Hydrogen sulfide regulates cardiac mitochondrial biogenesis via the activation of AMPK

Background: Hydrogen sulfide (H2S) is an important regulator of mitochondrial bioenergetics, but its role in regulating mitochondrial biogenesis is not well understood. Using both genetic and pharmacological approaches, we sought to determine if H2S levels directly influenced cardiac mitochondrial content. Results: Mice deficient in the H2S-producing enzyme, cystathionine gamma-lyase (CSE KO) displayed diminished cardiac mitochondrial content when compared to wild-type hearts. In contrast, mice overexpressing CSE (CSE Tg) and mice supplemented with the orally active H2S-releasing prodrug, SG-1002, displayed enhanced cardiac mitochondrial content. Additional analysis revealed that cardiac H2S levels influenced the nuclear localization and transcriptional activity of peroxisome proliferator-activated receptor gamma coactivator la (PGC1 alpha) with higher levels having a positive influence and lower levels having a negative influence.

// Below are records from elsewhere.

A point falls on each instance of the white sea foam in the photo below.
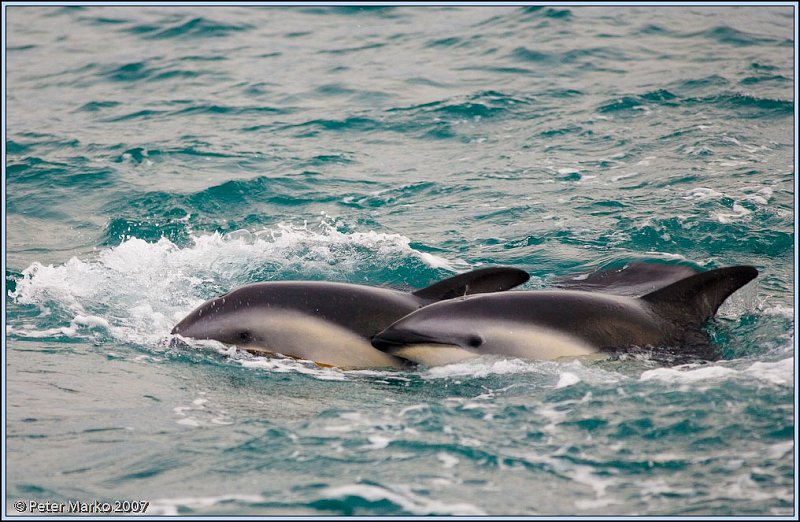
(567, 379)
(170, 507)
(775, 373)
(136, 291)
(403, 497)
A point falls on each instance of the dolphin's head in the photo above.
(230, 318)
(454, 330)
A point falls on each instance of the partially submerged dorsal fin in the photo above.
(635, 279)
(697, 298)
(481, 281)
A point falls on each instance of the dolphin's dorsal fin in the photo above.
(635, 279)
(697, 298)
(481, 281)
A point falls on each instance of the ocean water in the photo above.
(159, 156)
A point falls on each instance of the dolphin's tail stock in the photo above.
(480, 281)
(695, 299)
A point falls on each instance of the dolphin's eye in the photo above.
(474, 341)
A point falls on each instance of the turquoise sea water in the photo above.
(159, 156)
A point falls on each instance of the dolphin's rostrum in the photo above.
(329, 323)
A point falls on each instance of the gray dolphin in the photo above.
(548, 324)
(329, 323)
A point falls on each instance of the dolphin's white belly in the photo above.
(505, 338)
(305, 337)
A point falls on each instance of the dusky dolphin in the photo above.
(634, 279)
(548, 324)
(328, 323)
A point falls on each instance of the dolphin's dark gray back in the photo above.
(695, 299)
(635, 279)
(480, 281)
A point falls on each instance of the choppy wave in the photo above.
(136, 291)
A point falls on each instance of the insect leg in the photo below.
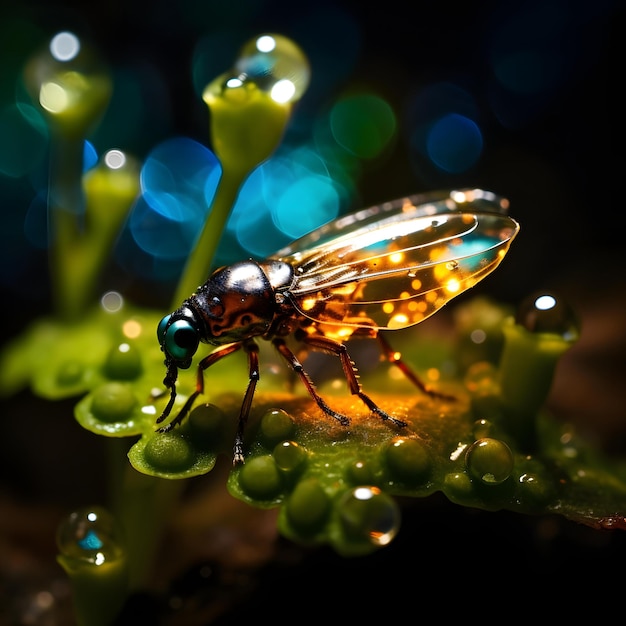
(252, 350)
(324, 344)
(395, 358)
(206, 362)
(291, 358)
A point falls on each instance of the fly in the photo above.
(386, 267)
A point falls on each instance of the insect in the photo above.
(382, 268)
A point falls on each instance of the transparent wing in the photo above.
(393, 265)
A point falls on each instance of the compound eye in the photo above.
(181, 340)
(161, 328)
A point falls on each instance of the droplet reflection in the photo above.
(369, 514)
(91, 535)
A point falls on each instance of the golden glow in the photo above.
(453, 286)
(131, 329)
(53, 97)
(265, 43)
(433, 374)
(400, 320)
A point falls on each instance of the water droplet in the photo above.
(369, 514)
(276, 64)
(70, 83)
(90, 534)
(544, 312)
(489, 460)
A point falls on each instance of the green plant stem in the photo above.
(143, 505)
(66, 212)
(199, 263)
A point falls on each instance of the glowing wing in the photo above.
(393, 265)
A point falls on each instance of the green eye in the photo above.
(181, 340)
(161, 328)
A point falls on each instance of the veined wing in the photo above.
(393, 265)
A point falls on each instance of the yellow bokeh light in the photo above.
(131, 329)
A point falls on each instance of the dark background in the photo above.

Studies aimed at evaluating the underlying mechanisms found that H2S required AMP-activated protein kinase (AMPK) to induce PGC1 alpha signaling and mitochondrial biogenesis. Finally, we found that restoring H2S levels with SG-1002 in the setting of heart failure increased cardiac mitochondrial content, improved mitochondrial respiration, improved ATP production efficiency, and improved cardiac function. Conclusions: Together, these results suggest that hydrogen sulfide is an important regulator of cardiac mitochondrial content and establishes that exogenous hydrogen sulfide can induce mitochondrial biogenesis via an AMPK-PGC1 alpha signaling cascade.